Si apriva per lei una porta su un mondo sconosciuto, dove, però, fin
dall’inizio, ha potuto incontrare «donne appassionate a quanto insegnavano,
esigenti e materne, concrete nell’educazione, donne gioiose», che ha avuto la
possibilità di incontrare anche in orario extrascolastico, la sera, mentre
pregavano insieme, con le braccia aperte.
Terminato
il periodo scolastico, non è venuto meno, però, «il legame con queste donne che
non finivano di attirarmi». Non sono mancate altre esperienze, altri ambienti,
altri rapporti, altri climi non sempre del tutto sereni. Anche «il desiderio di
una famiglia numerosa mi ha accompagnato per molti anni».
Quelle
donne “misteriose”, un po’ alla volta sono diventate sempre più reali,
avvicinabili, anche «più povere di quanto le avessi conosciute», ma pur sempre
ricche di fascino, soprattutto per un progetto di vita che sembrava anche alla
sua portata.
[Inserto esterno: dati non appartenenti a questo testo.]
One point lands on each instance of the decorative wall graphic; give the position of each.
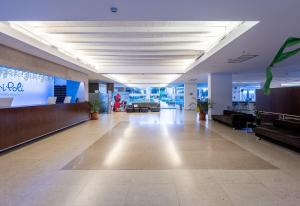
(27, 88)
(280, 56)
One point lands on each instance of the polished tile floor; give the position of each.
(165, 158)
(155, 146)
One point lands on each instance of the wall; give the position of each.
(26, 88)
(219, 92)
(75, 90)
(17, 59)
(190, 96)
(285, 100)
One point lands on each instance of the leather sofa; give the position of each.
(234, 119)
(283, 131)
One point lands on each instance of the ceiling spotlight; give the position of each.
(114, 9)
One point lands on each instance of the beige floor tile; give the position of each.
(152, 195)
(208, 194)
(251, 195)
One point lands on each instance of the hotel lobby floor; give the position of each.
(165, 158)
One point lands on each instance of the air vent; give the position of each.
(242, 58)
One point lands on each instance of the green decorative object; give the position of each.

Sono state proprio loro «a condurmi con la pazienza del dialogo,
delle proposte e dell’ascolto» all’incontro di quella Persona «che da sempre
aveva pensato a me».
E
così, un po’ alla volta, è andato concretizzandosi quel “sogno di una grande
famiglia” ben più vasto e molto diverso da quello che, in passato, aveva
pensato di poter realizzare attraverso il matrimonio. Quelle donne gioiose,
anche attraverso la matematica, la stenografia, l’italiano e la ginnastica, le
si sono rivelate, in senso pieno, delle “madri”, capaci di trasmetterle «il
gusto della vita vissuta pienamente e gioiosamente per Dio e per gli altri».
Certo,
oggi si trova a vivere una vita «che non affascina più le ragazzine», una vita
nella quale, però, crede con tutta sé stessa. Il frutto della sua maternità è
in qualche modo nascosto come il figlio nel tempo della gestazione. È un tempo
in cui sr. Mariacecilia si sente chiamata insieme a tante altre donne come lei
«a vivere gioiosamente e a porre gesti nei quali gli altri possano essere
toccati da una verità luminosa intramontabile e inesauribile nel tempo». Se è
vero che «non siamo stati noi ad amare Dio, ma lui ci ha amati per primo»,
allora è proprio il caso di dire che «non ci sono altre ragioni per continuare
a vivere questa vita».
È
la stessa ragione di fondo da cui è maturata la consacrazione di suor Cristina
Beffa, delle Figlie di san Paolo. «Sessant’anni suonati, osserva, sono davvero
tanti», anche se per la verità, aggiungiamo noi, oggi come oggi, possono essere
anche pochi. Per convincersene basta affacciarsi in una delle sempre più
numerose case di riposo soprattutto degli istituti religiosi femminili. Ma
“come e quando”, si chiede, sono passati questi anni? Se, a causa degli “alti e
bassi esistenziali” è già difficile pensare al “come”, ancora più problematico
è il “quando”, dal momento che gli anni «si sono dipanati formando un cumulo di
giorni con una rapidità travolgente, soprattutto dopo i 45». Quello che più
conta, comunque, è il fatto di «aver vissuto intensamente e con entusiasmo» la
propria esistenza.
Suor
Cristina di occupa di comunicazione, uno dei campi in cui è facile toccare con
mano il progresso tecnologico dell’umanità, un progresso, come ha scritto papa
Ratzinger, che «ha vinto il tempo e lo spazio, permettendo la comunicazione
istantanea e diretta tra le persone, anche quando sono diverse da enormi
distanze».
Proprio
per questo, non si può operare nel campo della comunicazione sociale se non si
è pienamente inseriti nella storia. Suor Cristina cerca di immergersi nella
nostra storia, di darsi spessore culturale, morale ed etico per essere una
piccola profetessa nel mondo dei media. Purtroppo questo mondo è sempre più
lontano da Dio. Questo però non le impedisce affatto di amarlo prima ancora di
difendersi da esso, di starvi al suo interno «con creatività piuttosto che con
paura». Sr. Cristina è una suora paolina, la cui spiritualità, come ben
sappiamo, è tutta incentrata in Gesù Maestro Via (modello, stile di vita),
Verità (buona notizia) e Vita (lode continua a Dio). In un mondo in cui Dio
sembra non esistere più o quanto meno non informa più a cultura, provare a
esserci con la positività che deriva dal sentirsi partecipi dell’universo, per
lei e per quanti operano nel suo campo, non è di sicuro un traguardo minimo.